Uma boa chance para as indústrias ficarem a par do potencial de negócios gerados pelo projeto das fragatas vai se abrir nos dias 19 e 20 de maio, quando a Base Aérea de Florianópolis receberá a segunda edição da SC Expo Defense. O evento, idealizado pelo próprio Comdefesa, tem presença confirmada do ministro da Defesa, Walter Braga Netto, além de diversos expositores, entre eles o Águas Azuis.
A viagem dos salmões
Embarcações construídas em SC revolucionam transporte de pescados no Chile
A Detroit Brasil atravessou a pandemia focada em um de seus projetos mais inovadores, entregando nos últimos anos dois wellboats, embarcação recheada de tecnologia e automação voltada para o setor da aquicultura. As duas unidades já navegam pela costa do Chile, onde a matriz da empresa, a Detroit Chile, comanda mais de um terço da logística de produção de salmão do país. A indústria é uma das maiores do Chile: emprega 60 mil pessoas e produz 25% do salmão consumido no mundo.

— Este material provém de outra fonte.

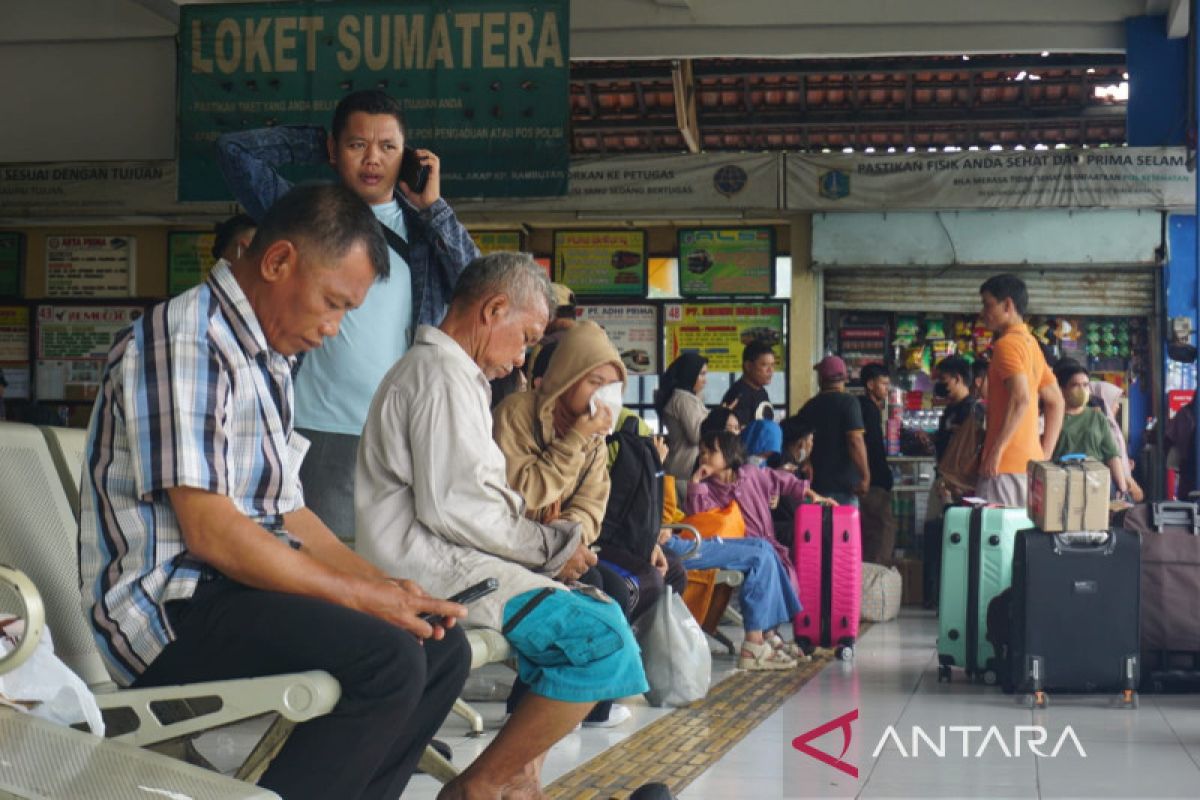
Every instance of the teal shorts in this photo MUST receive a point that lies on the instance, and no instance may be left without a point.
(575, 648)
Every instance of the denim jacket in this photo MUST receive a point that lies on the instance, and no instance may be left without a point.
(439, 247)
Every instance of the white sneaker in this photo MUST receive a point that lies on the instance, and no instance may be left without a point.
(617, 715)
(763, 656)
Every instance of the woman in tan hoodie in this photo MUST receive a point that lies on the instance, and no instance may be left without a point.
(555, 449)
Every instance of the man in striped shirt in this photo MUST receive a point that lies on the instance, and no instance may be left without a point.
(198, 558)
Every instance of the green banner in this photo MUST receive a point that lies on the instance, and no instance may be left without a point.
(189, 259)
(484, 83)
(10, 265)
(726, 262)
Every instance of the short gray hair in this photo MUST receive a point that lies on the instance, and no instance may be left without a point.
(515, 275)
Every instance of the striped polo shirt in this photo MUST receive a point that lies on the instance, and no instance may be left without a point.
(192, 396)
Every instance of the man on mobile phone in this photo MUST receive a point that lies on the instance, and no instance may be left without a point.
(427, 250)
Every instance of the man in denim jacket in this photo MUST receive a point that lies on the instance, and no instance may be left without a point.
(336, 383)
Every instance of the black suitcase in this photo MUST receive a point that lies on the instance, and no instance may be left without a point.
(933, 561)
(1074, 623)
(1170, 595)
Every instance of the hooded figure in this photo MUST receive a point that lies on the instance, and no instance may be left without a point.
(553, 444)
(681, 405)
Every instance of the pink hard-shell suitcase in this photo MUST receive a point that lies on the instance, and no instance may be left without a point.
(828, 554)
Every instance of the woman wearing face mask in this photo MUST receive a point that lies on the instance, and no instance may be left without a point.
(555, 450)
(1084, 428)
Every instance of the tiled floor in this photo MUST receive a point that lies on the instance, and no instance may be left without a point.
(1150, 752)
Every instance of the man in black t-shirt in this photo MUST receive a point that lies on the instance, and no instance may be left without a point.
(839, 456)
(750, 390)
(877, 521)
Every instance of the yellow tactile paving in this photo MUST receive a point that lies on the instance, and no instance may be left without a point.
(679, 746)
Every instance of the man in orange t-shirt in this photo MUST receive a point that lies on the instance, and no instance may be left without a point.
(1017, 379)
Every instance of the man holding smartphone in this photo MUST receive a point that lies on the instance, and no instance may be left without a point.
(427, 247)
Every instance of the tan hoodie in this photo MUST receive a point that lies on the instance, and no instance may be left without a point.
(544, 468)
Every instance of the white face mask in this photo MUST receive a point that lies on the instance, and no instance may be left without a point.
(611, 395)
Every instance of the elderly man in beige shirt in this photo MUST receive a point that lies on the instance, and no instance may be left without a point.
(432, 500)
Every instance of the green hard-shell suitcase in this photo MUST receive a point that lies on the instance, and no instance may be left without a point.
(977, 565)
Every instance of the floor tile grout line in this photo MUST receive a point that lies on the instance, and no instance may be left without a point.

A função dos wellboats é transportar alevinos com seis meses de idade das fábricas na costa para as fazendas marinhas e, mais tarde, fazer o caminho inverso, trazendo peixes adultos vivos para serem processados e embalados nos frigoríficos. Cada navio pode levar até 270 mil quilos de pescado. “A temperatura, o volume de água, tudo é monitorado constantemente, com controle fitossanitário, para evitar que o peixe se disperse e se estresse durante a navegação, o que alteraria a qualidade. São barcos ainda mais tecnológicos que os de offshore”, garante Juliano Zimmermann, diretor da Detroit Brasil.
O primeiro wellboat, entregue em julho de 2020, foi construído com um parceiro da Noruega, país líder na produção de salmão no mundo. Já no segundo barco, entregue em 2021, a tecnologia e a automação foram desenvolvidas em parceria com a WEG. Dois outros wellboats estão em produção no estaleiro em Itajaí.